It should be noted that although the steps of the methods of the present disclosure are illustrated in a particular order in the figures, this does not require or imply that the steps must be performed in that particular order or that all of the illustrated steps must be performed in order to achieve desirable results. Additionally or alternatively, certain steps may be omitted, multiple steps combined into one step to perform, and/or one step decomposed into multiple steps to perform, etc.
Further, in the present exemplary embodiment, there is also provided a search data identification apparatus. Referring to fig. 2, the search data identification apparatus 200 may include: feature analysis module 210, word segmentation processing module 220, candidate word ordering module 230, and result recall module 240. Wherein:
A feature analysis module 210, configured to, in response to an input data search request, analyze whether a search term in the data search request includes first feature information that satisfies a preset feature condition;
The word segmentation processing module 220 is configured to perform word segmentation processing on the first feature information according to a preset word segmentation policy, and obtain a plurality of groups of rewritten candidate words corresponding to the first feature information;
The candidate word ordering module 230 is configured to order the plurality of sets of rewritten candidate words according to a preset ordering algorithm, so as to obtain an ordered candidate search set;
The result recall module 240 is configured to obtain first recall result data according to the candidate search set.
The specific details of each search data identification apparatus module in the foregoing have been described in detail in the corresponding search data identification method, and thus will not be described herein.
It should be noted that although several modules or units of the search data identification apparatus 200 are mentioned in the above detailed description, such division is not mandatory. Indeed, the features and functionality of two or more modules or units described above may be embodied in one module or unit in accordance with embodiments of the present disclosure. Conversely, the features and functions of one module or unit described above may be further divided into a plurality of modules or units to be embodied.
In addition, in an exemplary embodiment of the present disclosure, an electronic device capable of implementing the above method is also provided.
Those skilled in the art will appreciate that the various aspects of the invention may be implemented as a system, method, or program product. Accordingly, aspects of the invention may be embodied in the following forms, namely: an entirely hardware embodiment, an entirely software embodiment (including firmware, micro-code, etc.) or an embodiment combining hardware and software aspects may be referred to herein as a "circuit," module "or" system.
An electronic device 300 according to such an embodiment of the invention is described below with reference to fig. 3. The electronic device 300 shown in fig. 3 is merely an example and should not be construed as limiting the functionality and scope of use of embodiments of the present invention.
As shown in fig. 3, the electronic device 300 is embodied in the form of a general purpose computing device. Components of electronic device 300 may include, but are not limited to: the at least one processing unit 310, the at least one memory unit 320, a bus 330 connecting the different system components (including the memory unit 320 and the processing unit 310), and a display unit 340.

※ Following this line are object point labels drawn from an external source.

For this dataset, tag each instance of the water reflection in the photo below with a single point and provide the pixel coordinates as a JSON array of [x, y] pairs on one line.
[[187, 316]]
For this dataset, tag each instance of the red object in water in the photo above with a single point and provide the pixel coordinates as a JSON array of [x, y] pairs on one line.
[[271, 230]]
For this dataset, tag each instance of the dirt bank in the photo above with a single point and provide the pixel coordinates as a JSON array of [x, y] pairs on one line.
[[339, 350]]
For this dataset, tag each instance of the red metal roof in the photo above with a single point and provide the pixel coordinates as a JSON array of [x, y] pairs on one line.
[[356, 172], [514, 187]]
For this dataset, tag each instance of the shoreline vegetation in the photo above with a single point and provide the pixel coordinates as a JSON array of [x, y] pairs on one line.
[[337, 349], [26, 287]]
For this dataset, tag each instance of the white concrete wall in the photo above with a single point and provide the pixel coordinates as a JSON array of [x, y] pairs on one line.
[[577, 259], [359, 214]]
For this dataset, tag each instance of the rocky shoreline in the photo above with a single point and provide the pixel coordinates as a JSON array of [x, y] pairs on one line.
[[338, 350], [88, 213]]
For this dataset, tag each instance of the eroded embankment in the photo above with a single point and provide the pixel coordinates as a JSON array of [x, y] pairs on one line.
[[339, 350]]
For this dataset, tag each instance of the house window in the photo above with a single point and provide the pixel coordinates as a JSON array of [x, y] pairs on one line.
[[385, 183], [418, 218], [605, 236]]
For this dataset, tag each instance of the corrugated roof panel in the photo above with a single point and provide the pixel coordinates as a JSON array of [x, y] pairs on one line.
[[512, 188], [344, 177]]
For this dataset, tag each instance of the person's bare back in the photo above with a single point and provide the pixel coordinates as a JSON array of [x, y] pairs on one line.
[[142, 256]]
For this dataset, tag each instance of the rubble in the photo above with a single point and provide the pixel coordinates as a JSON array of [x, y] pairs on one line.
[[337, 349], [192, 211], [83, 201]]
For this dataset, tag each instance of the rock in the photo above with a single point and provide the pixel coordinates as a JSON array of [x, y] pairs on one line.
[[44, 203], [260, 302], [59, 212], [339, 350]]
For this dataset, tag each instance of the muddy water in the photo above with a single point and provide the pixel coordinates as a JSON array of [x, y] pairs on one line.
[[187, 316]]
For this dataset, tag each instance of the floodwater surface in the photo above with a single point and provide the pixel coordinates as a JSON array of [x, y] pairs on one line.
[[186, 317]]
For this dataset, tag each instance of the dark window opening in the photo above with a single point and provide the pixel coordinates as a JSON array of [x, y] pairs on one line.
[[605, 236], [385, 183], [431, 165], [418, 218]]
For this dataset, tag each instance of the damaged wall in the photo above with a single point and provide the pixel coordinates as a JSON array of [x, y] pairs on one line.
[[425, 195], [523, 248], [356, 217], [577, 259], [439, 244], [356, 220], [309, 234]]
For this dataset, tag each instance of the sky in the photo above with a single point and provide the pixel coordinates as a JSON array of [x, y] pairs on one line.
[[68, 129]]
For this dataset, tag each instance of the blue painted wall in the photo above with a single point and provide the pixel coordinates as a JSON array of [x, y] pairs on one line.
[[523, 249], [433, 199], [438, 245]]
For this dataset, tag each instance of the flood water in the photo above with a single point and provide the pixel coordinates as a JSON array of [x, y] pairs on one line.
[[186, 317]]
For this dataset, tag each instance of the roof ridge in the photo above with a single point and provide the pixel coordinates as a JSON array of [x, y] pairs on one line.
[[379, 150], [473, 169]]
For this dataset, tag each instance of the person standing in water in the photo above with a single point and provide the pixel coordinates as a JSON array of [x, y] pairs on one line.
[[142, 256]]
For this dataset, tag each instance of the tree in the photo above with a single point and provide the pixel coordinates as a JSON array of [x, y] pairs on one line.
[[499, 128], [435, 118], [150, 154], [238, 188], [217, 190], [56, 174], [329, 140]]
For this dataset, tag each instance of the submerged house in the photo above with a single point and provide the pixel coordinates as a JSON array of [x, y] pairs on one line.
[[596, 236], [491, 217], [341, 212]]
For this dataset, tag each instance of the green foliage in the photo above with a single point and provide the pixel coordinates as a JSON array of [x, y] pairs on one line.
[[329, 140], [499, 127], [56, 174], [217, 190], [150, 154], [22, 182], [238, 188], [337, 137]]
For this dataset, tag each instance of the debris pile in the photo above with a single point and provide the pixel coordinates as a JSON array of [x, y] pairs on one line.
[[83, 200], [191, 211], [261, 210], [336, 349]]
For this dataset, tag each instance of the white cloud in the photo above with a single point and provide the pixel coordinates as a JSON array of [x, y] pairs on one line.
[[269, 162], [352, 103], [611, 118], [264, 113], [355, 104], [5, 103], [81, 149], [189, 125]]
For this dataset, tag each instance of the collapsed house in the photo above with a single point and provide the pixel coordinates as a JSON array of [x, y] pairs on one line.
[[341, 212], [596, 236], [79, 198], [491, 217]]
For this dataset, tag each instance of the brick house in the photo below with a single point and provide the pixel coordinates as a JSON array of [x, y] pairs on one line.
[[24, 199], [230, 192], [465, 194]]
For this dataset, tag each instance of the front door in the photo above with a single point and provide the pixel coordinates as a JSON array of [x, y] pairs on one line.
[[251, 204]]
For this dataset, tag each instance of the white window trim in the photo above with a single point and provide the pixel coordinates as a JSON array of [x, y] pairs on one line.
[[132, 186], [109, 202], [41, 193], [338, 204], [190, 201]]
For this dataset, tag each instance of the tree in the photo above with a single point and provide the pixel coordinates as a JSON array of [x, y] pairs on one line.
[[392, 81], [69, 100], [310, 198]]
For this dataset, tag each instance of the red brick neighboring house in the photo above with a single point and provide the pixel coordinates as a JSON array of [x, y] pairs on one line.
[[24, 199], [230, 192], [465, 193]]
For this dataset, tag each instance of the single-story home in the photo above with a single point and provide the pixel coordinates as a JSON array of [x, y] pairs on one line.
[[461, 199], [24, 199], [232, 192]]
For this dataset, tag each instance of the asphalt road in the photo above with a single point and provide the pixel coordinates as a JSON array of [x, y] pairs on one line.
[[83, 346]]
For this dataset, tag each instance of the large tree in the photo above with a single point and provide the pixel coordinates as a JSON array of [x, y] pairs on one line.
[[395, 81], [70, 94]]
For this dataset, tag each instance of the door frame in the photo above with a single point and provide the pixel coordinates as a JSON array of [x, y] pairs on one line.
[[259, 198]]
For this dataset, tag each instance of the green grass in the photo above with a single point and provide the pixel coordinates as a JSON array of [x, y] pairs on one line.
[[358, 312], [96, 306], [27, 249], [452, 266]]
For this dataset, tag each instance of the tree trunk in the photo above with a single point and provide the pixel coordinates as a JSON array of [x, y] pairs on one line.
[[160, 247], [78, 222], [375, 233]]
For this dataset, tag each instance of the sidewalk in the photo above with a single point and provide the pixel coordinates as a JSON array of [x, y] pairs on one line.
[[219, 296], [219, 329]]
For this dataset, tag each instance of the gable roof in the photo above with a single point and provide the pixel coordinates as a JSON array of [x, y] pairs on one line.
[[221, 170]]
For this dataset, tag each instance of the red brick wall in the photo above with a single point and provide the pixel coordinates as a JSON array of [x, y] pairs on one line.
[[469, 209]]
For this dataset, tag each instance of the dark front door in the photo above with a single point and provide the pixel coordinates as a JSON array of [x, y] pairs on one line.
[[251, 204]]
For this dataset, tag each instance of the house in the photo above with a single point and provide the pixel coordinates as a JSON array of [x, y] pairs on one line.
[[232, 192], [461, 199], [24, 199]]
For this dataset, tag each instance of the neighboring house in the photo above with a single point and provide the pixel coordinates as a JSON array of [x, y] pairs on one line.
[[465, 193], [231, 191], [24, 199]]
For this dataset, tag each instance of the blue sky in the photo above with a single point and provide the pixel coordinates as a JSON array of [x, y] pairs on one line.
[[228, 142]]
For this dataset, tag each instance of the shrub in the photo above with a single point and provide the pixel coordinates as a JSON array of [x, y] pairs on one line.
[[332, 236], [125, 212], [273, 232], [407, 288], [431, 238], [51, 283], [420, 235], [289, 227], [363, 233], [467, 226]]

Wherein the storage unit stores program code that is executable by the processing unit 310 such that the processing unit 310 performs steps according to various exemplary embodiments of the present invention described in the above-mentioned "exemplary methods" section of the present specification. For example, the processing unit 310 may perform steps S110 to S140 as shown in fig. 1.
The storage unit 320 may include a storage medium in the form of a volatile storage unit, such as a Random Access Memory (RAM) 3201 and/or a cache memory 3202, and may further include a Read Only Memory (ROM) 3203.

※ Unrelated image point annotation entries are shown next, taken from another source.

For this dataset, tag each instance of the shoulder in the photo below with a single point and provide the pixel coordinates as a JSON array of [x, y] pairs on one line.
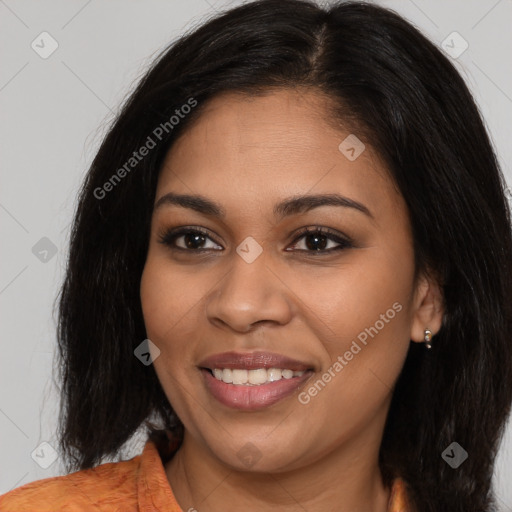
[[107, 488]]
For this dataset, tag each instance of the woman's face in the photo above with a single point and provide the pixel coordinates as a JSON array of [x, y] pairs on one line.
[[319, 324]]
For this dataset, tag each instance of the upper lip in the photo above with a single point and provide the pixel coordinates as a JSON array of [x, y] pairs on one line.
[[252, 361]]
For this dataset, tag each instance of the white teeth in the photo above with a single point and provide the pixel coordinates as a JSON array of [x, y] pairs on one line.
[[257, 377], [240, 376], [274, 374]]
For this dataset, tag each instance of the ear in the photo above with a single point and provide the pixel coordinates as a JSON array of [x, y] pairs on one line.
[[428, 308]]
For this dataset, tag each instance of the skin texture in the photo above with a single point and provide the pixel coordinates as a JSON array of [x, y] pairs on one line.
[[247, 154]]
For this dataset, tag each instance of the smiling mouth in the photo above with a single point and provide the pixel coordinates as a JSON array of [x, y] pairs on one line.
[[256, 377]]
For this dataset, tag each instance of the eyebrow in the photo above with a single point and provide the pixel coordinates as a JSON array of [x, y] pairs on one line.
[[290, 206]]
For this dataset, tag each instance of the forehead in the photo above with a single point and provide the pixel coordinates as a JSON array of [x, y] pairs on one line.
[[274, 145]]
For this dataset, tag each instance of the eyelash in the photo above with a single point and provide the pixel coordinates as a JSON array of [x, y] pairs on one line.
[[169, 237]]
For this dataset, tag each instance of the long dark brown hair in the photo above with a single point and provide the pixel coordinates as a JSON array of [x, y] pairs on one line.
[[407, 101]]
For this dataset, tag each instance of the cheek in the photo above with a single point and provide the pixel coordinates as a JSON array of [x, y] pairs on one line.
[[169, 298]]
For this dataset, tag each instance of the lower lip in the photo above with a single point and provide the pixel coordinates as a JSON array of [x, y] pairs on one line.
[[250, 398]]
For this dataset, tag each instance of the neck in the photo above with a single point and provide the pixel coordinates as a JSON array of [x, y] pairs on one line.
[[344, 480]]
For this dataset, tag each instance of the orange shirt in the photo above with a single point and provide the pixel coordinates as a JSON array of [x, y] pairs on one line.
[[136, 485]]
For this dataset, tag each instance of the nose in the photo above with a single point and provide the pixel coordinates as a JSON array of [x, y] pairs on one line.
[[249, 293]]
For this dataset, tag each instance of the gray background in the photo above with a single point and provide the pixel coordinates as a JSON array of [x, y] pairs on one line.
[[54, 112]]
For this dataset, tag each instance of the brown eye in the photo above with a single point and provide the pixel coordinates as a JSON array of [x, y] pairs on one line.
[[191, 239], [316, 240]]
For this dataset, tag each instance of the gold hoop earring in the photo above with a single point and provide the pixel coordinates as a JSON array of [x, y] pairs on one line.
[[427, 337]]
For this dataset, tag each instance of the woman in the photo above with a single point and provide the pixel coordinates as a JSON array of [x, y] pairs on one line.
[[294, 249]]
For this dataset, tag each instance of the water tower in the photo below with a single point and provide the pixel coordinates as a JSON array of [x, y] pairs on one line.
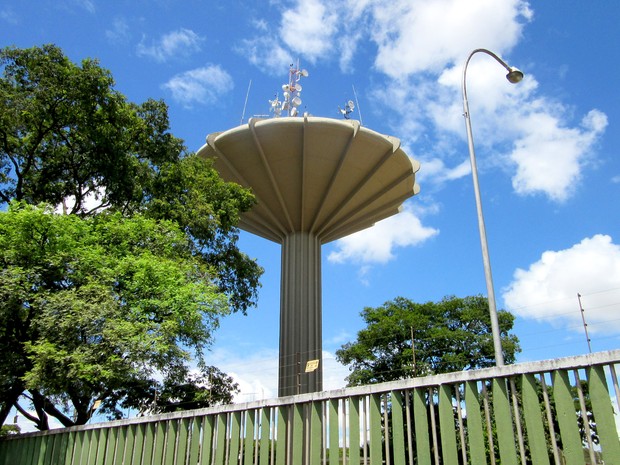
[[315, 180]]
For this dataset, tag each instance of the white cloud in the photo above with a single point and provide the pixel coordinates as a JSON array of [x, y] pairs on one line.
[[257, 374], [307, 29], [546, 146], [310, 30], [436, 171], [119, 32], [88, 5], [266, 53], [8, 15], [377, 244], [528, 135], [183, 42], [201, 85], [548, 289], [426, 35]]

The storage unit 320 may also include a program/utility 3204 having a set (at least one) of program modules 3205, such program modules 3205 including, but not limited to: an operating system, one or more application programs, other program modules, and program data, each or some combination of which may include an implementation of a network environment.
Bus 330 may be one or more of several types of bus structures including a memory unit bus or memory unit controller, a peripheral bus, an accelerated graphics port, a processing unit, or a local bus using any of a variety of bus architectures.
The electronic device 300 may also communicate with one or more external devices 370 (e.g., keyboard, pointing device, bluetooth device, etc.), one or more devices that enable a user to interact with the electronic device 300, and/or any device (e.g., router, modem, etc.) that enables the electronic device 300 to communicate with one or more other computing devices. Such communication may occur through an input/output (I/O) interface 350. Also, electronic device 300 may communicate with one or more networks such as a Local Area Network (LAN), a Wide Area Network (WAN), and/or a public network, such as the Internet, through network adapter 360. As shown, the network adapter 360 communicates with other modules of the electronic device 300 over the bus 330. It should be appreciated that although not shown, other hardware and/or software modules may be used in connection with electronic device 300, including, but not limited to: microcode, device drivers, redundant processing units, external disk drive arrays, RAID systems, tape drives, data backup storage systems, and the like.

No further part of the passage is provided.